Hacker News new | ask | show | jobs
by awaythrowact 1788 days ago
Fair. I agree Arrow is still more of a vision than anything else.

> it didn't even provide a shape attribute

I suspect this has to do with the project's focus. I think they aspire to be a back-end to DataFrame libraries, which are generally 2d. I think they (correctly) are ceding the "n-dimensional tensor computation" space to the current incumbents.

1 comments

Arrow is getting support for N-d arrays, so if anything they're expanding in that area (which is exciting). I don't think they're interested in creating a universal libarrow though, the point of the data format and C data interface is to have languages define their own implementations.
I may be wrong. It happens a lot! But I think Arrow's vision encompasses compute, not just a data format and data interface.

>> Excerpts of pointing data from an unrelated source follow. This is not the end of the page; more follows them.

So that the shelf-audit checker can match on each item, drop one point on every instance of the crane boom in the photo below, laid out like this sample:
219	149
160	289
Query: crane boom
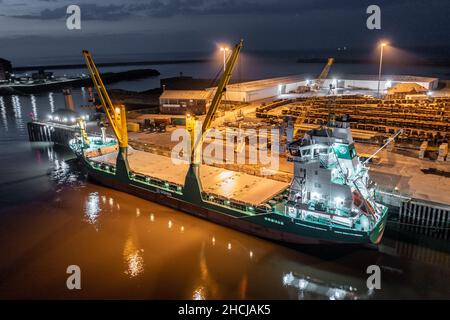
323	75
116	115
221	88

https://www.slideshare.net/wesm/pycon-colombia-2020-python-f...

Slide 43: The "Arrow C++ Platform" encompasses a "Multi-core Work Scheduler" and a "Query Engine"

Slide 38: "It would be more productive (long-term) to have a reusable computational foundation for data frames"

Again, I agree that, today, it's more data format, and the shared compute stuff is more a vision.

EDIT: See also https://ursalabs.org/tech/

For sure, I didn't mean to imply they weren't looking at compute too! https://github.com/apache/arrow-datafusion is another example of the shared compute vision. What I was trying to point out is that (at least for Arrow core) they seem to eschew FFI and generating shared libraries in favour of from scratch implementations in other compiled languages and direct bindings in interpreted ones.